The first act, with Mary meeting the Nutcracker, exploring the expanded living room, and learning about the curse the Rat Queen placed upon him can play exactly as they do in the movie, except we move the introduction of the Nutcracker's three living doll friends over to the start of act 2, and place more focus on the developing relationship between the two.  Rather than spending the second act in the real world, Mary, the cured real boy Nutcracker Prince, and the doll companions spend their time trying to infiltrate the Rat Kingdom and overthrow the Rat King for good, only for the Rat King to discover them, kidnap the retransformed Nutcracker, and banish Mary and the dolls back to the real world.  THEN we can play out a shorter, tighter focused version of act 2's runaround as a start-of-act-3 crisis,and proceed with the movie's third act as is, only with better defined supporting characters and a stronger relationship between Mary and the Nutcracker. Compare this to how little screentime the two share in the film as-is, and how much of the back half of the second act is dedicated to rerunning the first act's set-up with new stakes while assuming we've any reason to invest, and the problem should be plain.  Spending so much time insisting Mary stay separated from the Nutcracker and the Rat Kingdom only serves to kill the film's capacity to engage an audience; a structure more in-line with traditional children's fantasy epics would help the piece flow, get us deeper into the weirder elements, and at least acclimatize us to the stranger elements in addition to strengthening the character work.

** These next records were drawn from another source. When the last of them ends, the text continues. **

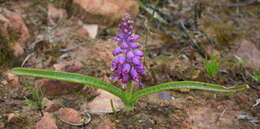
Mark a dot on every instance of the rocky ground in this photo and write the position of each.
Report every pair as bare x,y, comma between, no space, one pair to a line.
76,36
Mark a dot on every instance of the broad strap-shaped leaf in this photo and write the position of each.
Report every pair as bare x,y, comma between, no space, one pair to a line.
185,84
68,77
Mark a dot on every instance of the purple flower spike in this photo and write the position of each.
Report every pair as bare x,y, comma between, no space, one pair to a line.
134,45
128,64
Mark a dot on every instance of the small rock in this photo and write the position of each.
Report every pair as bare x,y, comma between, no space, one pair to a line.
56,13
185,90
249,53
51,105
69,115
106,124
12,117
17,49
13,79
47,122
102,103
17,24
2,125
105,12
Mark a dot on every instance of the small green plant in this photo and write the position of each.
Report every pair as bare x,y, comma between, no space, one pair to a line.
127,66
212,66
35,102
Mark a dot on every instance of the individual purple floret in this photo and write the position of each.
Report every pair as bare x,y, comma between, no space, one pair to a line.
128,62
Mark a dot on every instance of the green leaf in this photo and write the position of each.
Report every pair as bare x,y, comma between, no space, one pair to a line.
185,84
68,77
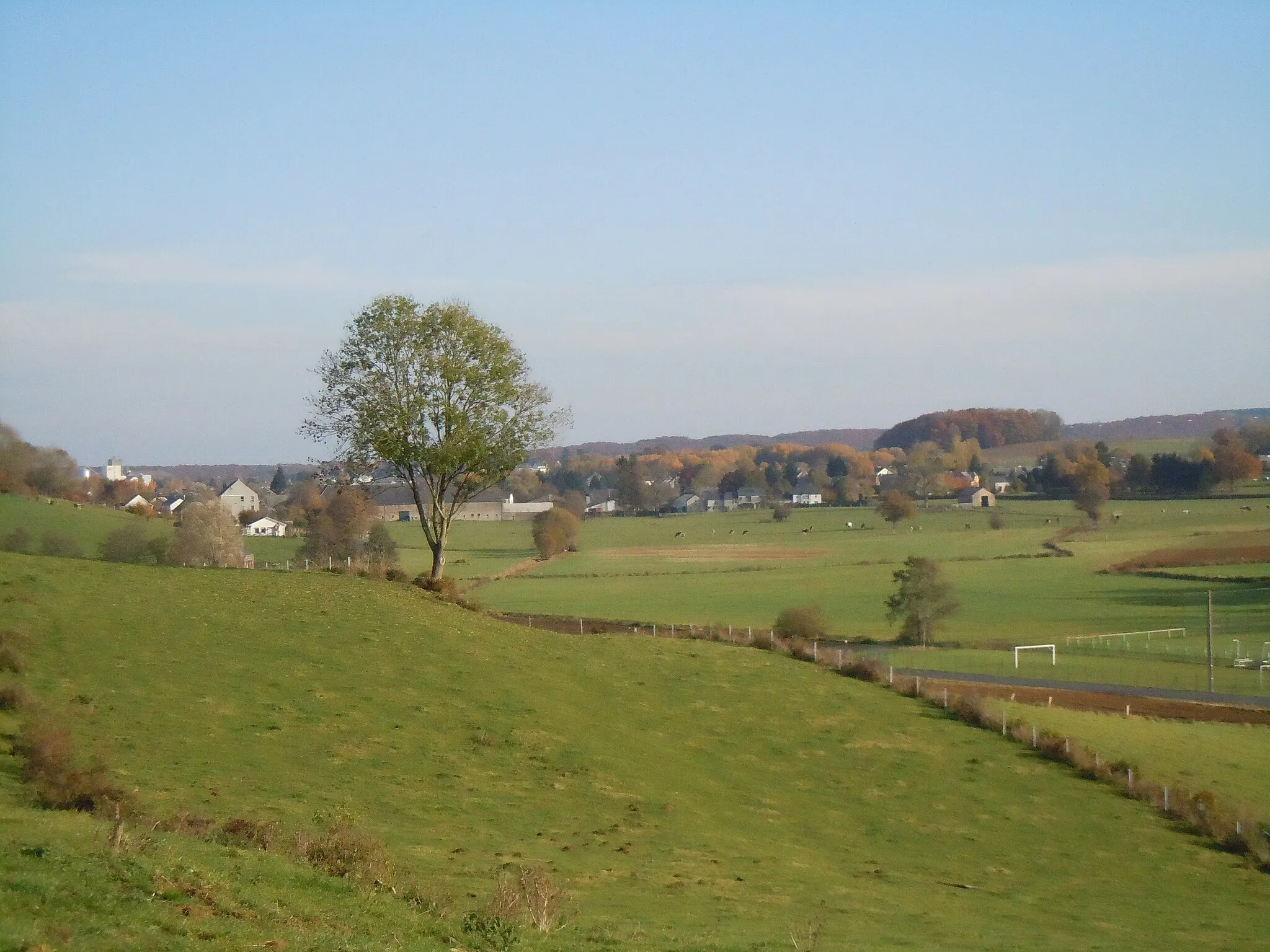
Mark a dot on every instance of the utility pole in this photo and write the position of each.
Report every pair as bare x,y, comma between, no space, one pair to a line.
1209,643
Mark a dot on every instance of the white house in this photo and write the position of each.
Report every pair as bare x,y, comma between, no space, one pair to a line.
806,493
266,526
241,498
975,499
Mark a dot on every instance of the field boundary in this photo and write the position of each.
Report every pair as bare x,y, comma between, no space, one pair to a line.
1089,687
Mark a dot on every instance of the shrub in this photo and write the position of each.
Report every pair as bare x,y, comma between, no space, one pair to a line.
241,832
556,531
445,587
13,697
54,771
207,536
59,544
381,549
127,544
802,622
342,850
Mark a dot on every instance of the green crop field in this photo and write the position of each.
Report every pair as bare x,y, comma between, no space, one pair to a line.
742,569
689,794
1228,759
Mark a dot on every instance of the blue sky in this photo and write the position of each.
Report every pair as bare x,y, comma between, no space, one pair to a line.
693,218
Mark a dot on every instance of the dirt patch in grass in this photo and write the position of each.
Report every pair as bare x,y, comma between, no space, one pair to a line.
1245,549
1091,701
723,552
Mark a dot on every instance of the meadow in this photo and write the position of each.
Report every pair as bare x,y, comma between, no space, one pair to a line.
690,795
1231,760
742,569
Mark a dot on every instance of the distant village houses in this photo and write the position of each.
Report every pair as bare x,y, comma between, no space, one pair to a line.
241,498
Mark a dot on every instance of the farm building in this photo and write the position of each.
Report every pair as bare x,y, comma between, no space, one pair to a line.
977,498
241,498
266,526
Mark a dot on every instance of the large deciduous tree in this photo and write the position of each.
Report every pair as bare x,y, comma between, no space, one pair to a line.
922,601
438,395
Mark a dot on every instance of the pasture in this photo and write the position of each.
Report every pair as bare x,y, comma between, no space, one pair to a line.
690,795
742,569
1230,759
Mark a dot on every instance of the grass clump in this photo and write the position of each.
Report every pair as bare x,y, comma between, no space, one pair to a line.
59,544
55,772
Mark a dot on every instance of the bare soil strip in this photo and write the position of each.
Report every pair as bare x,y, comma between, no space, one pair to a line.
722,552
1110,702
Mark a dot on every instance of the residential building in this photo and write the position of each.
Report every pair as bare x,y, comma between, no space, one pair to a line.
266,526
241,498
806,493
975,499
687,503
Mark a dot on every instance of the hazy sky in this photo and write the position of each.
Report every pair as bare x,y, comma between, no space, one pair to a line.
693,218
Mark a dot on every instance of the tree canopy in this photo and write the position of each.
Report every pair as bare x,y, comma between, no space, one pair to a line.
438,395
922,599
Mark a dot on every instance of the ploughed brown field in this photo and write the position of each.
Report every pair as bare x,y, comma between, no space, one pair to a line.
1228,549
1094,701
713,553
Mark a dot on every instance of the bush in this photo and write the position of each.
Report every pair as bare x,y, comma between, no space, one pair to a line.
13,697
804,622
59,544
445,587
342,850
127,544
54,771
556,531
381,549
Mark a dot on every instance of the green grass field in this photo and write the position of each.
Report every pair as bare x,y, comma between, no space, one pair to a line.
1228,759
638,569
691,795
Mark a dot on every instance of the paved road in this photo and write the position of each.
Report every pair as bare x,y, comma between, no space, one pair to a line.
1126,690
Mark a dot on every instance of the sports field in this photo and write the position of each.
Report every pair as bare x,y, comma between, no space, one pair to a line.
690,795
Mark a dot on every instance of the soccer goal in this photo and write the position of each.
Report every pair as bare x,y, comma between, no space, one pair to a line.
1052,649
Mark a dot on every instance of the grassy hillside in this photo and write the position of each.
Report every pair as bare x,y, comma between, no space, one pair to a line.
1230,759
691,795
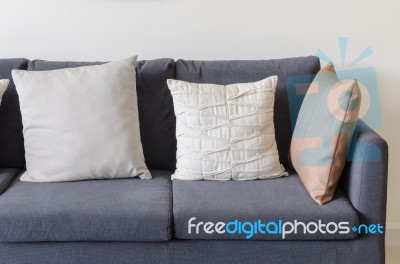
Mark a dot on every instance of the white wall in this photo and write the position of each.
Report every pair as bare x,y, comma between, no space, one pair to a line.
216,29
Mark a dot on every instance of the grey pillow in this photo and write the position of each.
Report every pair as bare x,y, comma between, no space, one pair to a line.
80,123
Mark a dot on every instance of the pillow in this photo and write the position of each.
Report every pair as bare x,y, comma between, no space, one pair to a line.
3,87
225,132
81,123
323,132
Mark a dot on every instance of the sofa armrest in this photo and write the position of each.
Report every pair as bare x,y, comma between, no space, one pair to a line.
6,178
365,175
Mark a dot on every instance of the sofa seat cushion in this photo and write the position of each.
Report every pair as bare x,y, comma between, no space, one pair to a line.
272,200
95,210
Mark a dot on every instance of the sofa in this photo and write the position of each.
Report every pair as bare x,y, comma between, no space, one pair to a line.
146,221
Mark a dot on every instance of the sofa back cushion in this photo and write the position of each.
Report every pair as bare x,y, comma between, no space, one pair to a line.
230,72
156,112
11,139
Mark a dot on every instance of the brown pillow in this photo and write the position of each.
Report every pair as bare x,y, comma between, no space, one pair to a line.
323,132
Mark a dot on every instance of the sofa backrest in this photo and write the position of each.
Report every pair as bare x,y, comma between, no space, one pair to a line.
156,112
11,139
230,72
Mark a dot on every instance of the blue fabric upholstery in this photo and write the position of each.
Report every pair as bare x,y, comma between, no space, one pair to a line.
359,251
229,72
6,177
283,199
156,111
95,210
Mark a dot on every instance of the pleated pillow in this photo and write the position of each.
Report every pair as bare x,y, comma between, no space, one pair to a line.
225,132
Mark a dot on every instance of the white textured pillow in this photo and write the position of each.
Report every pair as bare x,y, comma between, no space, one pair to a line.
3,87
225,132
81,123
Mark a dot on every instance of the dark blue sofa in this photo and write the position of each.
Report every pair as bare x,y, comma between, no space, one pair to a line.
146,221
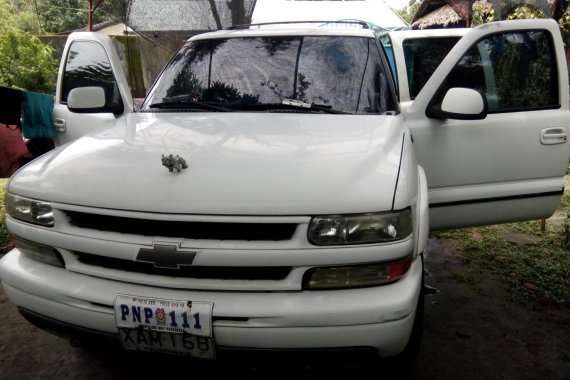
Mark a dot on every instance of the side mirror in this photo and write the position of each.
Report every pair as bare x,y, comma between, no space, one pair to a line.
460,103
91,100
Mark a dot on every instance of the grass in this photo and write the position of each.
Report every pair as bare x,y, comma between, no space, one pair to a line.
4,235
535,266
536,271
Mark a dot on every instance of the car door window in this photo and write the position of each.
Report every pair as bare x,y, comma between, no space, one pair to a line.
516,71
88,65
423,56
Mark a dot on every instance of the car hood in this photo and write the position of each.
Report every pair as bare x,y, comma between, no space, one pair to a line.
239,164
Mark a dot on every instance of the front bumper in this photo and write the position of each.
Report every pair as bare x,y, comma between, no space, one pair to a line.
380,318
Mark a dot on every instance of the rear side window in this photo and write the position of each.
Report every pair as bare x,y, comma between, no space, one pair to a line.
87,64
515,71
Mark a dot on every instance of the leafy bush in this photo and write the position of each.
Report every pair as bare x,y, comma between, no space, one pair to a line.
26,62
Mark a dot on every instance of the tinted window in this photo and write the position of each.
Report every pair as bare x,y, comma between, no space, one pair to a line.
88,65
341,73
423,56
515,71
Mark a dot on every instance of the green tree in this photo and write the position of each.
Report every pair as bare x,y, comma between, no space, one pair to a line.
65,15
8,19
483,13
26,62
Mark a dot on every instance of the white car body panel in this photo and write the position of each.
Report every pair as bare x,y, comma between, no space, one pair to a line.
301,153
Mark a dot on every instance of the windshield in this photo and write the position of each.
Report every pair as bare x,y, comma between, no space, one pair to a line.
331,73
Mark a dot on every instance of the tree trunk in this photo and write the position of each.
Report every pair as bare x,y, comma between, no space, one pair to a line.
215,14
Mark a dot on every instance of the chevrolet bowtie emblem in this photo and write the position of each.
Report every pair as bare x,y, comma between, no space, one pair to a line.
166,256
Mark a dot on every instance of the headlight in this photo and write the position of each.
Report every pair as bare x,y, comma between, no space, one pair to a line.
356,275
361,228
29,210
39,252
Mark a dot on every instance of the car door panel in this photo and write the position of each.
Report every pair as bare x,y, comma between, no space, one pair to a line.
510,165
89,59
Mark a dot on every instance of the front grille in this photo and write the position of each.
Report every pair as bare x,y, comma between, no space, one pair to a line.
199,272
188,230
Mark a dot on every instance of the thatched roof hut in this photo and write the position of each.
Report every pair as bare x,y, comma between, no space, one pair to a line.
443,14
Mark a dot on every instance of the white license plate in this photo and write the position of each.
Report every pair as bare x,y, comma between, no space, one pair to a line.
168,343
176,326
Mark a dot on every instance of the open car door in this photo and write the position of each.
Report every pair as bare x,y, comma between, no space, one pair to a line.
89,60
490,126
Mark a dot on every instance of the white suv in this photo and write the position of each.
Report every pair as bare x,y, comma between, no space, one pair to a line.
270,194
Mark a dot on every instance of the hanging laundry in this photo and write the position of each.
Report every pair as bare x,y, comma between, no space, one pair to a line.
12,150
11,110
37,115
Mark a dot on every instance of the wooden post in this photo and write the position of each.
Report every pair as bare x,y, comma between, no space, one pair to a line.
90,14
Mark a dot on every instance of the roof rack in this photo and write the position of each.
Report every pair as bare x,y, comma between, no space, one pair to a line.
362,24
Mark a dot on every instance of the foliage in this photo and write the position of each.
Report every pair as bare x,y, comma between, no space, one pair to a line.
525,12
564,23
408,12
483,13
535,265
54,16
26,62
8,18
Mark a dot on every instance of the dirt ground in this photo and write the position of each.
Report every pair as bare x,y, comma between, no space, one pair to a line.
474,329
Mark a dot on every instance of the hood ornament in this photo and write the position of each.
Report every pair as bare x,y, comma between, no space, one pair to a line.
174,163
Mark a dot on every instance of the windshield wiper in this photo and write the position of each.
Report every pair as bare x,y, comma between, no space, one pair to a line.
190,104
311,106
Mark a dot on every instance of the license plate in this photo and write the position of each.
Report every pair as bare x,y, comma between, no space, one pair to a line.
167,343
174,326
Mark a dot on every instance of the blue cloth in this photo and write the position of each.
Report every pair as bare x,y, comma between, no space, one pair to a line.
37,115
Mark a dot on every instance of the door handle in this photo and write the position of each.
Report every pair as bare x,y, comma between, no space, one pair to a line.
554,135
59,125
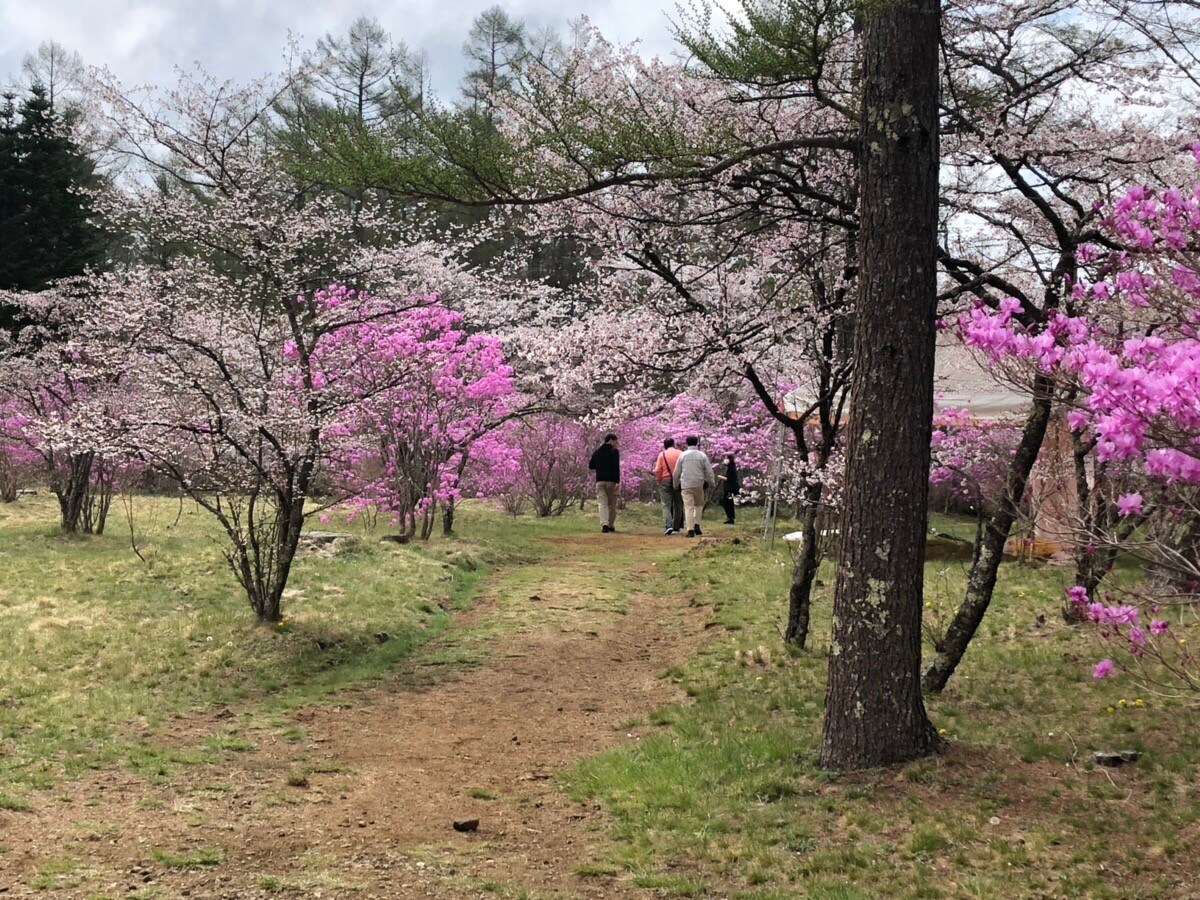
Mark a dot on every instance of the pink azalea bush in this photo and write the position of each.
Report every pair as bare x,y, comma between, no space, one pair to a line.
1132,349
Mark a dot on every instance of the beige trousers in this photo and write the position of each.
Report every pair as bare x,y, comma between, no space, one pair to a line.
606,496
693,507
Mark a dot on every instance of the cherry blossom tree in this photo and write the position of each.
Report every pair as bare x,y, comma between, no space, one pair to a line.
228,339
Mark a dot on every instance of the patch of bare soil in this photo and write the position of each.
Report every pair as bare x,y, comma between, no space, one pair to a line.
365,804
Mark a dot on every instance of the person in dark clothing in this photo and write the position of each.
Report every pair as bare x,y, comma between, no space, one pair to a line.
729,485
606,465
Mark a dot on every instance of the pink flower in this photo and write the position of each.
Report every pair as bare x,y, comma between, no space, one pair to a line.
1129,504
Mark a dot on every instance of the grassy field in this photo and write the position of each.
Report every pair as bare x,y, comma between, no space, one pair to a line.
102,655
101,651
726,798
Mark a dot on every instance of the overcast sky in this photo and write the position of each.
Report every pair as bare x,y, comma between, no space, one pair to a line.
142,41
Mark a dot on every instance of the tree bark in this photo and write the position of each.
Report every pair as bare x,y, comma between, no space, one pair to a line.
989,550
804,571
70,486
875,714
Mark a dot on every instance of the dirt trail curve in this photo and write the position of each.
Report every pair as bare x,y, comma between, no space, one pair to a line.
388,775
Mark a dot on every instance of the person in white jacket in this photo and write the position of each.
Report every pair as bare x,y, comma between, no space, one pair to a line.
693,475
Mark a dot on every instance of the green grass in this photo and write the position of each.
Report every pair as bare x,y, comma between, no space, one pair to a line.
100,652
727,789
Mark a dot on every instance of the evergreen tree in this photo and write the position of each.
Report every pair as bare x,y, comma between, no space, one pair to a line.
47,228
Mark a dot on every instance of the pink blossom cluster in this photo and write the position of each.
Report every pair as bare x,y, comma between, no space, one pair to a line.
1129,351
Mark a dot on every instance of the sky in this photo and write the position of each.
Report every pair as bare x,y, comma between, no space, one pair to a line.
143,41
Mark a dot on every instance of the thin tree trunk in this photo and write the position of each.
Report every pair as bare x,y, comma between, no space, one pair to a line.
804,571
875,714
71,489
989,550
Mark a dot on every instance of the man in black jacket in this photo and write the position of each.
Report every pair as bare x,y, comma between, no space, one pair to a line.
606,465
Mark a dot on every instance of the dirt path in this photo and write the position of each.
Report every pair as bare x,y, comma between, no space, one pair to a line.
377,785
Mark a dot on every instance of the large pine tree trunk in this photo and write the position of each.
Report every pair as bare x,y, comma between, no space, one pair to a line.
874,709
990,549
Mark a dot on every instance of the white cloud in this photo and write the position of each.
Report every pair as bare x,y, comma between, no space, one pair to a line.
142,41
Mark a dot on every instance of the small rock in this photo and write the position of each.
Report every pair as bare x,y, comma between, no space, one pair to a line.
1115,757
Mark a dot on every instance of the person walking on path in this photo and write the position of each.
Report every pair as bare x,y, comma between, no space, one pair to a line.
606,465
730,483
669,496
693,474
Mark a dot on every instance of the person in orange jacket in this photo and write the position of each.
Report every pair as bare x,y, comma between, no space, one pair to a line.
669,495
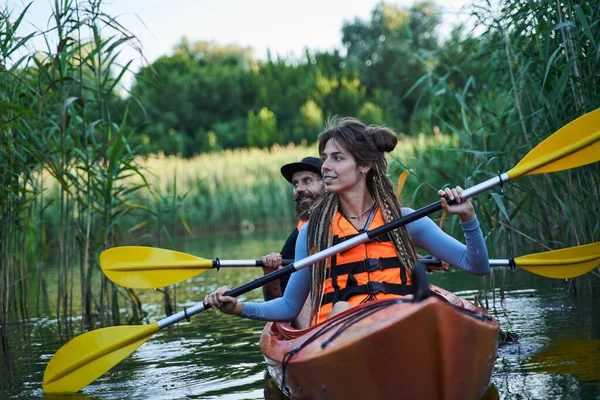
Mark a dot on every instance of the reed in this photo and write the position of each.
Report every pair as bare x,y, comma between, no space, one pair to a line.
56,123
532,70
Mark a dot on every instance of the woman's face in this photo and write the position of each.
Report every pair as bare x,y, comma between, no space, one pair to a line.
340,171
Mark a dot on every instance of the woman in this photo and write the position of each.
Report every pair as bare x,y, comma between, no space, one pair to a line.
361,197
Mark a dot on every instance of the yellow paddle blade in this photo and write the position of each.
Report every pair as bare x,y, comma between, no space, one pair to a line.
573,145
88,356
401,181
562,264
142,267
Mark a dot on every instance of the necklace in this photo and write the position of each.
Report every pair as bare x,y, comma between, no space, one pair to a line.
361,214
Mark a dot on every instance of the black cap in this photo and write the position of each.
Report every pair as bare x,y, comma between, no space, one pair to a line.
311,164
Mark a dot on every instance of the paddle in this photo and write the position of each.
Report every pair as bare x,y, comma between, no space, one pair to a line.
560,264
88,356
140,267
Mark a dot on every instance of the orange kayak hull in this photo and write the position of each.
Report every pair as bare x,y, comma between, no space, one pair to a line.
441,348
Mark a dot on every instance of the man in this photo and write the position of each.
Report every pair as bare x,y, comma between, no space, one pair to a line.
305,177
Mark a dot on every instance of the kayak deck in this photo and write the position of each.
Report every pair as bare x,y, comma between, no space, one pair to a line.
441,348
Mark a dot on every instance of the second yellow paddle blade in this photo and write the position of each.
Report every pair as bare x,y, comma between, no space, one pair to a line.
142,267
573,145
87,357
564,263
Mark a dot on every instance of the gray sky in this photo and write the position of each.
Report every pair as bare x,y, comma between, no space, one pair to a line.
284,27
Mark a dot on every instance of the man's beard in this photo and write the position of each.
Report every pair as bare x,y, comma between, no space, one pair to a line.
302,207
302,210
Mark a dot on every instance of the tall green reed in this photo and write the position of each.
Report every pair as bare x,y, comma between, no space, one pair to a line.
532,70
58,123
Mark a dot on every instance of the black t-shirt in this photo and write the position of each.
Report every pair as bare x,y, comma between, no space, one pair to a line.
288,252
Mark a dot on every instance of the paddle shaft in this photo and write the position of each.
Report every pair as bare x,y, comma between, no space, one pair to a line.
244,263
331,251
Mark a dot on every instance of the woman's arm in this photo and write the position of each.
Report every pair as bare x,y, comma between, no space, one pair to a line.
287,307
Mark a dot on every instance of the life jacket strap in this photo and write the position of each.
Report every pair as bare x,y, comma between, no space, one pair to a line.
370,288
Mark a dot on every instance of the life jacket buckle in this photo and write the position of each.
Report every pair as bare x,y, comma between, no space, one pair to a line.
375,287
373,264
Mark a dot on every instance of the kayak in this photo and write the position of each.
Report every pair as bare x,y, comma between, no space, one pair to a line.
443,347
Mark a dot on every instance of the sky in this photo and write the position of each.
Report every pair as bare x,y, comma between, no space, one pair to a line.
284,27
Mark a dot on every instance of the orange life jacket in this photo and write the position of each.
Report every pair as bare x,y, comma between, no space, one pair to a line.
368,271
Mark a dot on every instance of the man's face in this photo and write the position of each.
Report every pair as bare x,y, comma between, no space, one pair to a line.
307,187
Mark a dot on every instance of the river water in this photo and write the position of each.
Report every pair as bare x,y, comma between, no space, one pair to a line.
556,356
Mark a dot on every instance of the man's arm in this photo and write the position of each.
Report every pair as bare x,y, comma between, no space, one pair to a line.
272,262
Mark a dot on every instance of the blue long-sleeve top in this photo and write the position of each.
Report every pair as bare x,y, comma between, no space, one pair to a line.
424,233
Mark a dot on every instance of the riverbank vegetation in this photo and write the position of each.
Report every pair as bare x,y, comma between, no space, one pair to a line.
80,161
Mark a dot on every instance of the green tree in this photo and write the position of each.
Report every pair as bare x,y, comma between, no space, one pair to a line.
391,52
262,128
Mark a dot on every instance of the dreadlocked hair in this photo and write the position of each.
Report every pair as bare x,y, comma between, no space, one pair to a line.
367,144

Or, as an alternate proposal, how about we keep the film's structure as is, weirdly lengthy return to reality and all, except we shift around our thematic focus instead?  Exact same movie up to the thirty-minute mark, except Mary's attempt to lift the Rat Queen's curse doesn't work, because for all the enchanting, fantastical sights around her, she doesn't really believe in what she's seeing just yet.  The sudden return to mundane reality thusly hits her harder, and her father's attempts to shake those silly dreams for her head has a tangible impact on her.  That whole meandering musical number where Uncle Albert sings about a magic pebble her father had as a boy connects more directly to Mary's story, and when the Nutcracker returns to bring Mary and her brother Max back for another try at liberation, she only goes reluctantly, and only invests fully for the third act because the Rat King kidnaps Max.  You can then run the third act as a simultaneous "Rescue my brother" narrative and a "I have to actually care and believe in all those childlike things like imagination and dreams" story, to boost up the effect when Mary finally lifts the curse and claims she never wants to leave this new home.  Just one change to one plot point and a shift in the main character's attitude, and you can make this odd structure work a little better.

I'm personally more into the first proposal than the second, for the first allows the film to indulge in its weird attempts at spectacle more openly than the second, which probably requires turning down the bombast to sell the audience on Mary's refusal to truly believe until the climax.  Either way, they both show how The Nutcracker in 3D didn't necessarily have to break so badly as it does.  There's so much "This is MY passion project, and we're doing it the way I like!" running through every aspect of the production, I've a hard time believing you could wrangle a wholly good or appealing story from the wreck, especially if we're really honestly truly married to doing Rat Nazis and not spending a proportionate amount of money on our effects.  With a different structure though, regardless of if it's more traditional or more suited to supporting a thematic idea, we might've seen a respectable if heavily flawed, too indulgent work that communicates something and delivers a mildly enjoyable experience.  It is broken and misconceived, but the foundations could've supported SOMETHING, rather than the haphazard mess we got.  Which, all told, is better than the total, doomed-from-the-start failure of the Tom and Jerry Nutcracker film.

(Let me tell you, it was REALLY distracting hearing Moaning Myrtle's voice coming from the Nutcracker's mouth the entire film.)